Its really the other way around, millions of people are using GPT and other commercially/closed models. Where as most LLM questions/and even lots of image stuff will run just fine on a 16gb GPU from 2020 using distilled models. Meanwhile look at apple AI, they critically depend on GPT simply because they don't have any models or public facing tech of their own.
So in this world where the real OEMs are HP, Dell, Lenovo, ect. And their customers have a pressing need for high bandwidth matrix calculations, and this job can either be done by a giant GPU chip using special GDDR ram, or you can put an NPU into a SOC, save tons of power, use the same ram chips already on the mobo, and still get good enough performance. And if everyone has AI on their machine, it really makes it easy for developers to make AI based apps and programs they can sell to people. This is both microsoft and apple's angle.
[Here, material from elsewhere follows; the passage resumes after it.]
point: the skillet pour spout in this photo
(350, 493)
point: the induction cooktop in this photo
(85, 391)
Right now it's awful for me to try and run AI on my non-accelerated CPU and I fully have to commit my GPU and lots of power for good performance. Where as NPUs on CPUs really open up the doors to things like games using AI for npcs, or in digital media where the NPU can be used to free up compute for things like effects and transitions. For development it really blows the hinges because it means running one AI into another, locally, suddenly becomes feasible and thats where things really shine. I for one really enjoy using different system prompts on the same model to get more varied results. ie, one programmer bot thinks its a webdev, the other I tell its john carmack, now give me code for X. Would be super nice to get both results at the same time for comparison.
Also look at the GPU market lately, it's not like there's a crypto rush right now, those sales and scalping is legit pressure from the AI market. And if AMD can leverage even a tiny bit of that onto desktop CPU, thats becomes a win for potential volume and margins.